Ainsi, le long délaissement dont elle avait été la victime n’avait pu la détacher de son mari. Elle le retrouva à Carlsruhe, et sa présence doubla le prix de la joie qu’elle éprouvait en se retrouvant dans sa famille. Elle ne rentra en Russie que deux ans plus tard, à la fin de 1815. Pendant ces deux années si pleines d’événemens : les deux invasions de la France, le rétablissement des Bourbons, le Congrès de Vienne, le retour de l’île d’Elbe, la seconde Restauration, elle avait été souvent séparée de lui. Mais elle espérait que, revenu dans ses Etats, il ne la quitterait plus. Une fois encore son espoir devait être trompé. On peut le supposer en lisant les conseils qu’au commencement de 1816, lui donnait sa mère.

« Ne croyez pas que Patience et Espérance en Dieu restera toujours votre devise : non ! cela changera en bien, j’en suis sûre.

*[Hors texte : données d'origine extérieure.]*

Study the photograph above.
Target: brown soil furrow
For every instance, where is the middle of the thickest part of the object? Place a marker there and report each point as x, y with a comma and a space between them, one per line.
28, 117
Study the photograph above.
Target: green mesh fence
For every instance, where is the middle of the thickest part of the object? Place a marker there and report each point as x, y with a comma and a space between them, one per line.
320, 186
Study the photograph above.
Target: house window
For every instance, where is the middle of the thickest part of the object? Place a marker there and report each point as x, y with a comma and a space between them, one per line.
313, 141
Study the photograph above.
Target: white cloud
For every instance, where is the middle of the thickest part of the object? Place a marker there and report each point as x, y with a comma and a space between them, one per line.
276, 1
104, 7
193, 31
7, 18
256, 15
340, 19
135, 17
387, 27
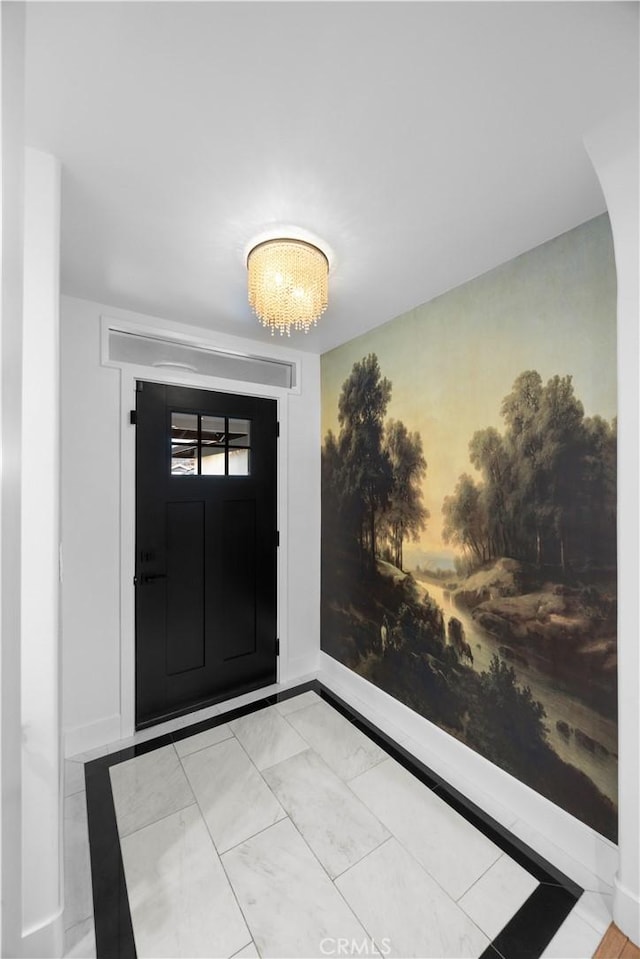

Au nom du ciel, point de coup de tête, car, croyez-moi, tout le tort retomberait de votre côté… Quant à ce qu’on ne vous accorde pas parfois votre place, je la soutiendrais, si j’étais vous, au risque même d’avoir des mauvaises paroles de la part de celui qui devrait être le premier à y veiller ; si ce n’est par tendresse, cela doit être par égard pour celle qui porte son nom. » Ces conseils portèrent leur fruit. Au mois d’avril suivant, la margrave félicitait sa fille de ses bonnes dispositions d’esprit et de cœur : « Que Dieu vous soutienne dans cet état et vous donne la force de supporter votre devise : Patience et Persévérance, avec laquelle vous réussirez, j’en suis convaincue. »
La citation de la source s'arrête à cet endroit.